Adana'da şiddet gördüğü, kendisini fuhşa sürüklemek istediğini öne sürdüğü eşi Hasan Karabulut'u tabancayla vurarak öldürüp, 15 yıl hapis cezası alan ve ardından kefaletle serbest bırakılan Çilem Doğan, kadın haklarının sadece 8 Mart Dünya Emekçi Kadınlar Günü'nde değil, her gün gündemde olması gerektiğini söyledi.

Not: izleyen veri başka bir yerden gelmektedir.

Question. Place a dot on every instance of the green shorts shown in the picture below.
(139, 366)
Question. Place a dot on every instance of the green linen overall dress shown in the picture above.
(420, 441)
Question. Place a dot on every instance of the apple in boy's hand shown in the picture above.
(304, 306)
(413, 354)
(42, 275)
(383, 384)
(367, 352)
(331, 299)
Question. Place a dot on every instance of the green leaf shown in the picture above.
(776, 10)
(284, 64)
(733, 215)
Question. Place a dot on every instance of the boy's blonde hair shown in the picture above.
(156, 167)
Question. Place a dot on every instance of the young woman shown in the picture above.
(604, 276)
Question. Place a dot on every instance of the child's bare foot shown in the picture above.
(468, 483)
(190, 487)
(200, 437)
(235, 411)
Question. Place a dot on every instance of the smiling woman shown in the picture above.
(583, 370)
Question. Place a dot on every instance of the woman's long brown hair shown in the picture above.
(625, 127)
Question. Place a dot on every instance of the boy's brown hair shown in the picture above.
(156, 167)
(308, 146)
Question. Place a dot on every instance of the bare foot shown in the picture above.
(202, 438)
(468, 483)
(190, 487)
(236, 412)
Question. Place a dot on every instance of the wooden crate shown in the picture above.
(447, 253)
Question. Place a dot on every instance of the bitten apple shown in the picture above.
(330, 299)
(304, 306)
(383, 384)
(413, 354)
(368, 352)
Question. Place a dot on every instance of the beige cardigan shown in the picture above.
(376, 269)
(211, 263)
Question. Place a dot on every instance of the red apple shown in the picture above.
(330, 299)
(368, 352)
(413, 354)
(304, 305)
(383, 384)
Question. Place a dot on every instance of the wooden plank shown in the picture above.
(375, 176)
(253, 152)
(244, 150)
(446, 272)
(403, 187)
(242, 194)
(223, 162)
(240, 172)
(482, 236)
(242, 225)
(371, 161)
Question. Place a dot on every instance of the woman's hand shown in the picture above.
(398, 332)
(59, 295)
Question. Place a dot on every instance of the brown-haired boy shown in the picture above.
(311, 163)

Çilem Doğan, 2013 yılında evlendiği 1 çocuğunun babası Hasan Karabulut'u şiddet gördüğü ve kendisini fuhşa sürüklemek istediği gerekçesiyle 8 Temmuz 2015'te tabancayla vurarak öldürdü. Tutuklanan Çilem Doğan, ağırlaştırılmış müebbet hapis cezası istemiyle yargılandığı 10. Ağır Ceza Mahkemesi'nde 'tahrik ve iyi hal indirimi' ile 15 yıl hapis cezasına çarptırıldı. Doğan'ın avukatı 10. Ağır Ceza Mahkemesi'ne müvekkilinin uygun görülecek adli kontrol tedbirleriyle tahliye edilmesi için talepte bulundu. Mahkeme heyeti ise Çilem Doğan'ı 20 Haziran 2016'da 50 bin TL kefaletle tahliye etti. Dava ise Yargıtay'a gönderildi, ancak henüz karar verilmedi.
O günden bu yana kadına yönelik şiddete karşı mücadele eden Çilem Doğan, kadınların sadece 8 Mart Dünya Kadınlar Günü'nde değil, her gün hatırlanması ve haklarının savunulması gerektiğini belirtti.
Şiddet gören kadınlarla dayanışma içinde olmaya devam edeceğini kaydeden Doğan, son dönemde cinayete kurban giden kadın sayısının artmasının vahim olduğuna dikkat çekti.
'Şiddetin kalıntıları omuzlarımda'
Eşi tarafından hem psikolojik hem de fiziksel şiddete maruz kalan bir kadın olarak geçmişin etkisinin hayatında devam ettiğini söyleyen Çilem Doğan, "Geçmiş hayatıma göre çok mutluyum. Artık hayatımda şiddet yok. Haklarımı aramayı öğrendim. Şiddet mağduru insanlara yardımcı olmayı amaç edindim. Elimden geleni yapıyorum. Şiddetin kalıntıları hala omuzlarımda" dedi.